At 41, the costume designer has zig-zagged from Broadway tBaltimore, Chicago to Pittsburgh, where she temporarily chucked her theater career to raise two young sons. And whether she is on the set or off, there's nothing Warren enjoys more than the romance of color and the power of personal style.

"You can sit on a bus and watch people...or watch women ichurch...and they are characters," says Warren enthusiastically. She's the kind of person who has done "Dames at Sea" four times with completely different costume themes for each show. For "Candida," the challenge was presenting the elaborate, full-sleeved, wasp-waisted fashions of 1984 as unremarkable, every-day wear. She also uses color to explore the emotions of characters, from vibrant green to show Candida's liveliness to sedate blue to show secretary Prosprine's repressed condition.

Costume is an evolution," says Warren, who spends two to three months before a show opens on sketching and finding fabrics. The theater's costume shop (at Center Stage, there are five workers) makes patterns of Warren's designs that custom-fit the actors. Then each design is cut, sewn and embroidered. Wigs are made by a separate designer, and shoes are usually custom-ordered from a specialist New York.

Still, the costume process is not complete. After seeing the "Candida" costumes in dress rehearsal, Warren went back to work because she decided the effect was "too rich." Warren painted over the sparkle in Candida's coat, swapped a white organdy apron for a utilitarian blue cotton one and eliminated almost all jewelry.

"The right costumes are not too noticeable. The audience is not supposed to wonder, 'Is that right? Why does she have that on?' If they have to take the time to wonder about the shoes or hair or fabric, the whole costume concept is wrong," says Warren.

Warren grew up in a middle-class household in Pittsburgh witten children who were encouraged to excel in cultural and educational activities.
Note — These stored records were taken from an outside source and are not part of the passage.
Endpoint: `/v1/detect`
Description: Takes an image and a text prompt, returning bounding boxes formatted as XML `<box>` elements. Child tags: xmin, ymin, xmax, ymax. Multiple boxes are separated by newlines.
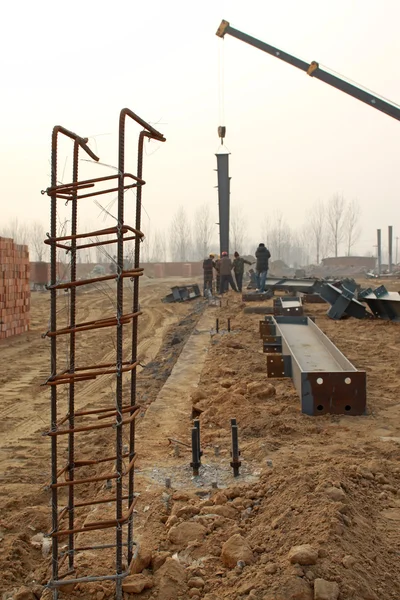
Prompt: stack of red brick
<box><xmin>0</xmin><ymin>237</ymin><xmax>30</xmax><ymax>339</ymax></box>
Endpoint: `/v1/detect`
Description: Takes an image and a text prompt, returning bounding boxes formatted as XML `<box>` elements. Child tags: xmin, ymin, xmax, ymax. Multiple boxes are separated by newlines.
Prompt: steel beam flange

The designer first began sewing around age five, when she learned to hem and cross-stitch, and later moved on to sew replicas of the clothes she saw in Glamour and Seventeen. A concurrent love of art began in elementary school, when she was selected to study at an art school program for exceptional students. At 16, she won a national youth fashion design competition and received a $200 award which made her feel "like a millionaire." She also graduated high school at 16. "In those days, they called people who skipped a grade "strange" remembers Warren, who did two years at a junior college before entering Carnegie Mellon University to study art history at 18. Quickly, she discovered the school's noted theater department. She switched her major to costume design.

Warren learned fashion history from corsets to mini skirts, pattern-making and draping, and most important, how to blend costumes with lighting and set design. There was constant contact with theater professionals in New York. While in school, Warren sent sketches to them and made herself well-known enough to land her first job designing costumes for the Negro Ensemble Company's production of "The Great McDaddy." After she received a graduate degree in costume design, she moved to New York and worked there for four years.

"People didn't expect me to go to New York and they didn't expect that I would succeed," says Warren, who went with her baby son, born during her student years, during a marriage to another student that ended in divorce. In New York, she savored heady days as a costume designer for off-Broadway, Broadway and television productions including "The First Breeze of Summer" and "Waiting for Mongo" at the Negro Ensemble Company and "So Nice They Named It Twice -- New York, New York" at Joseph Papp's Public Theater. Her spare moments were spent hanging with theatrical friends such as Howard Rollins and Garrett Morris. She married again, to an actor she eventually divorced, who fathered her second son.

Warren moved briefly to Washington, D.C. to teach at Howard University and then to New Orleans to teach at Tulane. Eventually she found the teaching, the weekly plane travel to fittings and theater premieres were leaving her no time with her children, who were by this time staying with her family in Pittsburgh.

"I was always tired," says Warren. "I'd go home and [the children] would be with my family -- but it was killing me. I decided it was important to be there, to go to the school things and help them with their homework."